Меч и корона | страница 2
Анне О’Брайен, бывшей школьной учительнице истории из Йоркшира, а ныне автору нескольких бестселлеров, удалось соединить в романе историческую достоверность с вдохновенным полетом фантазии, присущим художественному произведению: она нигде не отходит от реальных фактов и документов эпохи, но любовно показывает нам богатый и сложный духовный мир героини, логически обосновывает каждый поступок, не скрывает ее недостатков и слабостей — а в итоге создает портрет личности, которая захватывает, покоряет и навсегда остается в памяти!
Благодарность
Выражаю глубокую признательность моему литагенту Джейн Джедд за то, что она неизменно одобряет мое истолкование средневековой истории.
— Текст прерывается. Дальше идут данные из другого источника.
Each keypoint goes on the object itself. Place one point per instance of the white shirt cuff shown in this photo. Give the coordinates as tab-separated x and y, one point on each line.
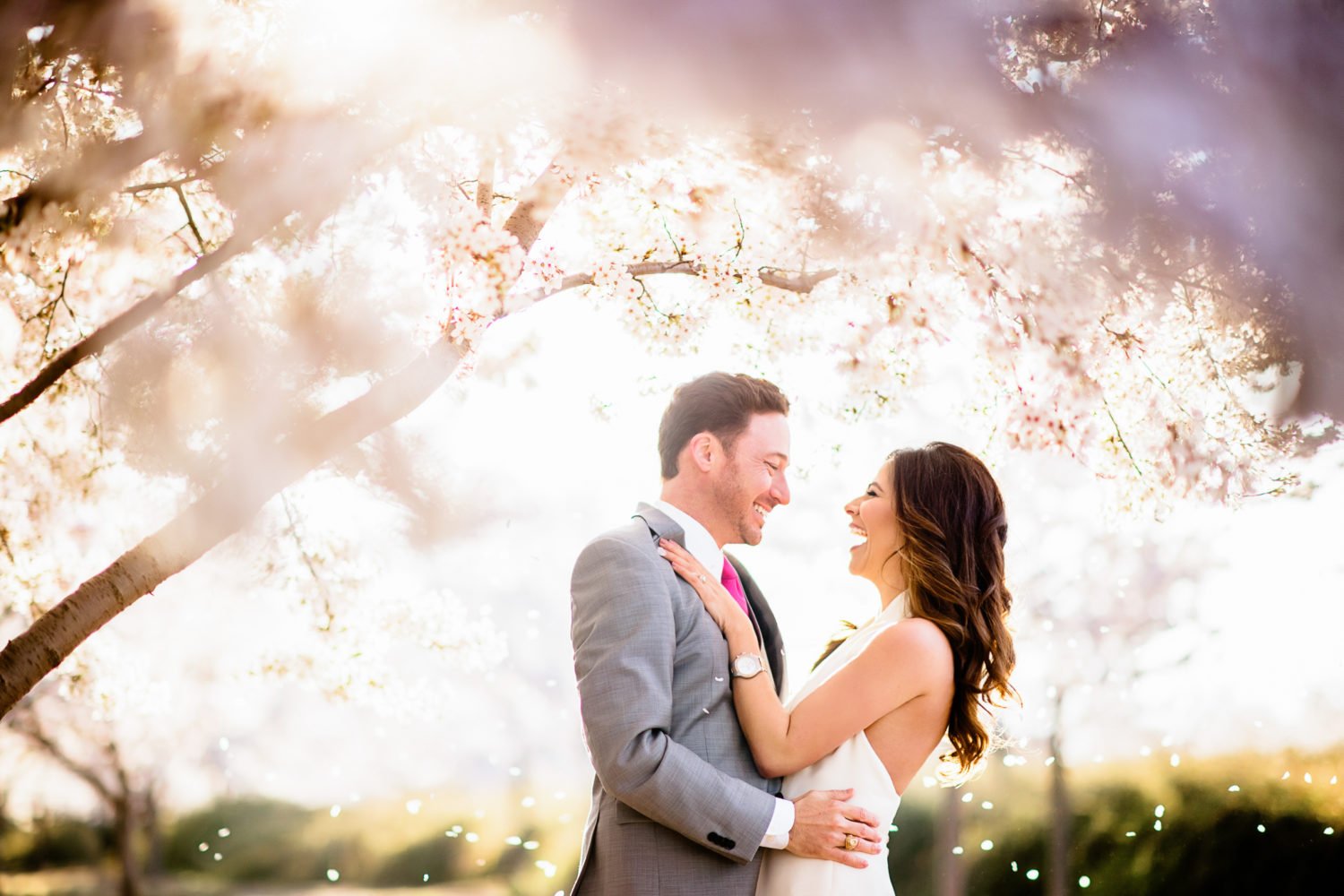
777	833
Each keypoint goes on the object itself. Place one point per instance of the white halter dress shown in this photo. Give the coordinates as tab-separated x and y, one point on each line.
851	764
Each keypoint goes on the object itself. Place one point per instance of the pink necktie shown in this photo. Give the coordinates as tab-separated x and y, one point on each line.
734	584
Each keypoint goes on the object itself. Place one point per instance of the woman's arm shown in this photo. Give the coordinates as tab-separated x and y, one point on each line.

Я равно признательна Хелен и всем ее специалистам из издательства «Орфанз пресс», благодаря которым мои нарисованные от руки карты и генеалогические таблицы приобретают великолепный профессиональный вид.
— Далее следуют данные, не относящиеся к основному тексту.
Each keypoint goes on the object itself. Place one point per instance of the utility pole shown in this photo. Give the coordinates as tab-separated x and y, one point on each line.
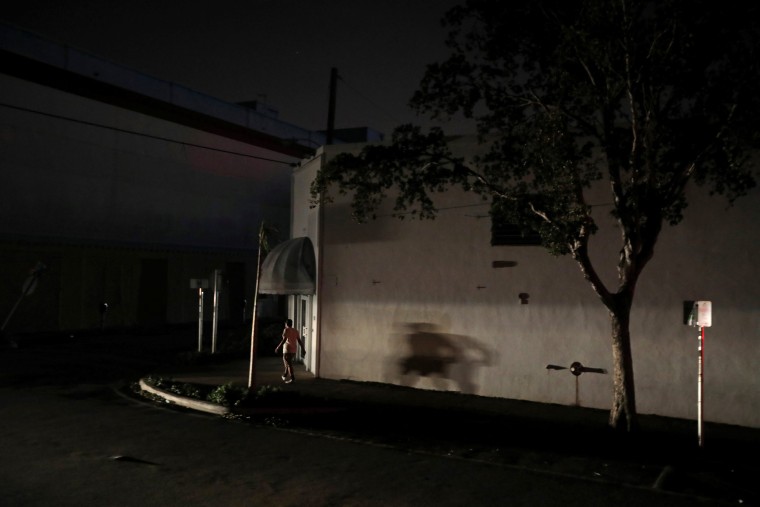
331	105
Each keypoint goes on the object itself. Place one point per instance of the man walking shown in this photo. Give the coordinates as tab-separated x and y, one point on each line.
289	343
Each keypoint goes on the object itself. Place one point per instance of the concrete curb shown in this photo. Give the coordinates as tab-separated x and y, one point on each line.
184	401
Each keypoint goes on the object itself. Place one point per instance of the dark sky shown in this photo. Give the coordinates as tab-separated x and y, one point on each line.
277	51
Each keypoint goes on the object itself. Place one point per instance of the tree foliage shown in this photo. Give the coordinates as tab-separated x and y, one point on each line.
642	96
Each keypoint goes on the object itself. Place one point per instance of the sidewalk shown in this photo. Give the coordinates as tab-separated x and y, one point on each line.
542	437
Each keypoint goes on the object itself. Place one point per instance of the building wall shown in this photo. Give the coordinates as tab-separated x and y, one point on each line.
110	199
420	303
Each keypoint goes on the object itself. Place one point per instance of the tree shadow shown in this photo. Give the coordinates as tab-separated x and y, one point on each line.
444	357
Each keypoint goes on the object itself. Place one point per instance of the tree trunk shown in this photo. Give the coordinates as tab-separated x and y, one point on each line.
623	412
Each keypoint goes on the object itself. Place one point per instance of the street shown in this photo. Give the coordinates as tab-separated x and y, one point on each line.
73	436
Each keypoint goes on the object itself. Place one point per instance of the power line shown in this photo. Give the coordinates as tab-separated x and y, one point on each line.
142	134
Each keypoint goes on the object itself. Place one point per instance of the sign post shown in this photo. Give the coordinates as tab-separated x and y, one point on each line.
200	284
215	317
701	317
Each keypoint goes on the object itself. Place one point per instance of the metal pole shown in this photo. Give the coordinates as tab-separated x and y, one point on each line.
216	311
200	319
331	106
700	407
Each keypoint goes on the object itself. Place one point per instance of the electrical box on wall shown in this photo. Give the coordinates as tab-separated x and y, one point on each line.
698	313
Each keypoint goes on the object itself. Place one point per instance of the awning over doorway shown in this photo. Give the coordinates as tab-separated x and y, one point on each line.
290	268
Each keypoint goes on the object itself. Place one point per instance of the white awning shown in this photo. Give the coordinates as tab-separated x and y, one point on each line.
290	268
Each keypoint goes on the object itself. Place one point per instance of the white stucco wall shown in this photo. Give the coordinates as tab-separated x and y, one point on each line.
389	284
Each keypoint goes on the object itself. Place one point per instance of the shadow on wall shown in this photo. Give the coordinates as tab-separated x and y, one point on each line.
444	357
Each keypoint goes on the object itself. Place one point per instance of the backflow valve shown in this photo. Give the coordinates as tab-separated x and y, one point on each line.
576	369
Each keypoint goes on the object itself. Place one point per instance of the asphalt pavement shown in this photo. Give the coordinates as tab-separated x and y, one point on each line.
568	440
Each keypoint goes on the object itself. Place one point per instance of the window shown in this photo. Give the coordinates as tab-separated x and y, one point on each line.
503	234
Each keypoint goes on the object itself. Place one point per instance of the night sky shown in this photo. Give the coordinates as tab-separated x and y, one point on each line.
276	51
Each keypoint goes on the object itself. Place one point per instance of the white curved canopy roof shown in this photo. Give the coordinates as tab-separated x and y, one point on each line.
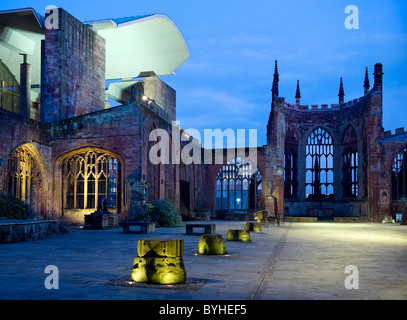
141	46
135	46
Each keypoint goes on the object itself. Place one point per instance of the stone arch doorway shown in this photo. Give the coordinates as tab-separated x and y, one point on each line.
87	177
25	177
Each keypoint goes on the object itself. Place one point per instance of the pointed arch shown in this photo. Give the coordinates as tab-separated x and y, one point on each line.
319	175
238	185
399	175
291	163
25	176
88	176
350	162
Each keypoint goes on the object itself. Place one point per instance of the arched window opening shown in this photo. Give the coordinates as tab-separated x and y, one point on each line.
319	176
90	177
9	90
290	164
21	171
350	164
399	176
238	186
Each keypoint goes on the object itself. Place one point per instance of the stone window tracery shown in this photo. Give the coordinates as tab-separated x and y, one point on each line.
399	176
290	164
90	177
319	177
238	185
21	170
350	164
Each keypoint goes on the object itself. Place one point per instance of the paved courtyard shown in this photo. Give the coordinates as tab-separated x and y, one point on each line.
298	261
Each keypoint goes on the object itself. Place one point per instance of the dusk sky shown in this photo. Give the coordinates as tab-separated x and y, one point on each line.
226	81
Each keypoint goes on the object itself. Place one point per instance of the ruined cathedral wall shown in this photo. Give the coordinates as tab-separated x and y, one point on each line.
72	70
116	130
17	131
335	121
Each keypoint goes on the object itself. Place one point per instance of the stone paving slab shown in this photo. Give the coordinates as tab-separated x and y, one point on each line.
298	261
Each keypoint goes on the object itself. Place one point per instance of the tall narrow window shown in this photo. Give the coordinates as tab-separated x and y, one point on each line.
290	164
237	186
399	176
319	175
21	170
90	177
350	163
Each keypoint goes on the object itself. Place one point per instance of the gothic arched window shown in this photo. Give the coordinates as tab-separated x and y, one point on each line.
399	176
90	177
237	186
9	90
319	175
290	164
350	163
21	170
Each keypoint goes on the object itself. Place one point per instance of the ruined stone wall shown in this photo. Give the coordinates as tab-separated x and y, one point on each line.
365	116
72	70
392	145
16	131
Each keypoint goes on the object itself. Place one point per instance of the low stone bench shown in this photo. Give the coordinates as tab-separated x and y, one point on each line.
101	221
211	244
205	228
138	227
253	226
238	235
160	261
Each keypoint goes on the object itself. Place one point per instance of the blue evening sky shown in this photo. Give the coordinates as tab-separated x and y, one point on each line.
233	45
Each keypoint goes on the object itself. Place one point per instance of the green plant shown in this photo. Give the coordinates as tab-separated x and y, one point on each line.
13	207
164	213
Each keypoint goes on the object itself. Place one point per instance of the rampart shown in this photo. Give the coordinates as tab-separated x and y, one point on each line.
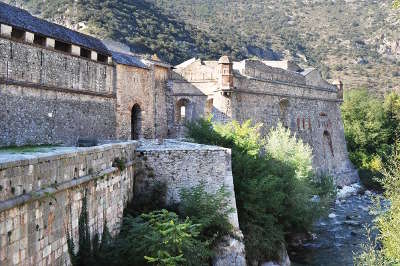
48	96
41	193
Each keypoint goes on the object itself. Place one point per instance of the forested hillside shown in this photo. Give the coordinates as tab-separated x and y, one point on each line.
357	41
138	24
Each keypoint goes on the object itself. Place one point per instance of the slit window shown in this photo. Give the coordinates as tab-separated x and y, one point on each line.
39	40
62	46
85	52
17	34
102	58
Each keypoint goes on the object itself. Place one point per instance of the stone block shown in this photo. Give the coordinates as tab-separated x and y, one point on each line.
29	37
5	30
50	43
75	50
93	55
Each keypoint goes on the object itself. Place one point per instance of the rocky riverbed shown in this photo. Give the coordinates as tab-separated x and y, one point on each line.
336	237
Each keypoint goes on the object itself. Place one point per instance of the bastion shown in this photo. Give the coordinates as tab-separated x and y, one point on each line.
41	192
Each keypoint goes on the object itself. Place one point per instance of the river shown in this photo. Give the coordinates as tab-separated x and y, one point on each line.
337	237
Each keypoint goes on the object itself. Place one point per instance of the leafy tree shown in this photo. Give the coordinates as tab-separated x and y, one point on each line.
209	210
160	238
271	200
365	127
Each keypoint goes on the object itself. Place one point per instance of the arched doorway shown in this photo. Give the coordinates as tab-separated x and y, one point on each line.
328	153
283	111
183	111
136	122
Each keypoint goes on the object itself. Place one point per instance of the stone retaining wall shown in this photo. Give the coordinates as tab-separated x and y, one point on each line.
41	196
41	193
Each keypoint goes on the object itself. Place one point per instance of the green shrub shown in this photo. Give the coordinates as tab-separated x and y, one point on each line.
152	199
209	210
160	238
284	147
369	254
273	192
388	222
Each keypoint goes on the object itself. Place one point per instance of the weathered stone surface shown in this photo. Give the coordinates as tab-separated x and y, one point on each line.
33	226
305	103
230	251
41	193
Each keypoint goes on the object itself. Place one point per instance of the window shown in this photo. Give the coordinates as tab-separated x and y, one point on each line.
62	46
18	34
209	107
102	58
85	52
39	40
182	110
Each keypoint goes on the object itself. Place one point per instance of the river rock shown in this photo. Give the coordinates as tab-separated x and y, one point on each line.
230	251
283	261
352	223
348	191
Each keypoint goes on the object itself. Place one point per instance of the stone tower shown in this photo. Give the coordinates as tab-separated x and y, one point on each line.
225	73
339	84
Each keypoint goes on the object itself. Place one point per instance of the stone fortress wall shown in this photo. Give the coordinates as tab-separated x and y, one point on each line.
300	100
52	97
55	88
41	193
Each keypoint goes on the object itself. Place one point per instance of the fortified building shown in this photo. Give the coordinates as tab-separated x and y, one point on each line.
58	85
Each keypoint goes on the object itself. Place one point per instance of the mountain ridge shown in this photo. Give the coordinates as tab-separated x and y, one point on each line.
355	41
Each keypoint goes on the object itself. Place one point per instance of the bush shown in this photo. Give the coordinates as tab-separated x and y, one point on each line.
209	210
284	147
369	254
371	126
388	223
160	238
386	249
273	192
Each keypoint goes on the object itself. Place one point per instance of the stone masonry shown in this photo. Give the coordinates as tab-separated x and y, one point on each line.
252	89
41	193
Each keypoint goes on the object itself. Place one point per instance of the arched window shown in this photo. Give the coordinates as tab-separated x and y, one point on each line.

Коль владенья от морских береговПростирались бы до рейнских лугов,Все готов бы был отдать я,Чтобы заключить в объятьяКоролеву Англии[1].Анонимный немецкий трубадур
Несравненная женщина… чьи способности вызывали в ее эпоху восхищение. Многим ведомо такое, чего лучше бы никому из нас и не ведать. Эта самая королева во времена первого своего замужества отправилась в Иерусалим.
И пусть никто ничего о том более не говорит… Умолкните!
Ричард Девизский[2]
Глава первая
Дворец Омбриер, Бордо.
Июль 1137
— Вот и он приехал. По крайней мере, свита его здесь — королевских штандартов я не вижу. А ты разве не взволнована? Чего ты ожидаешь от будущего?
Аэлита, сестра, младшая меня двумя годами и еще переполненная детской восторженностью несмотря на то, что ее тело стало обретать женские формы, набросилась на меня с расспросами, спеша высказать и свое мнение о происходящем.
— Мои надежды не играют здесь ни малейшей роли.
Я внимательно следила за царящей во дворе суетой. Нравилось мне это или нет, но в супруги я заполучила Людовика Капета[3].
Ни о чем другом я не думала с того дня, как отец мой на смертном одре решил отдать меня под опеку Людовика Толстого[4] — короля Франции, ни больше ни меньше — и тем бесповоротно определил мое будущее. А я и сама не знала, радоваться мне или горевать. Выбор жениха скорее вселял тревогу, но к ней примешивалось и радостное волнение. Стать королевой Франции? Титул звучал солидно, и я была не против, хотя Аквитания куда обширнее, чем молодое северное королевство[5]. Я стану герцогиней Аквитанской и королевой Франции, и нет нужды сообщать молодому муженьку, какой из этих двух титулов я считаю более важным. А впрочем, отчего бы и не сказать? Может быть, скажу. Пренебрегать моим мнением я супругу не позволю.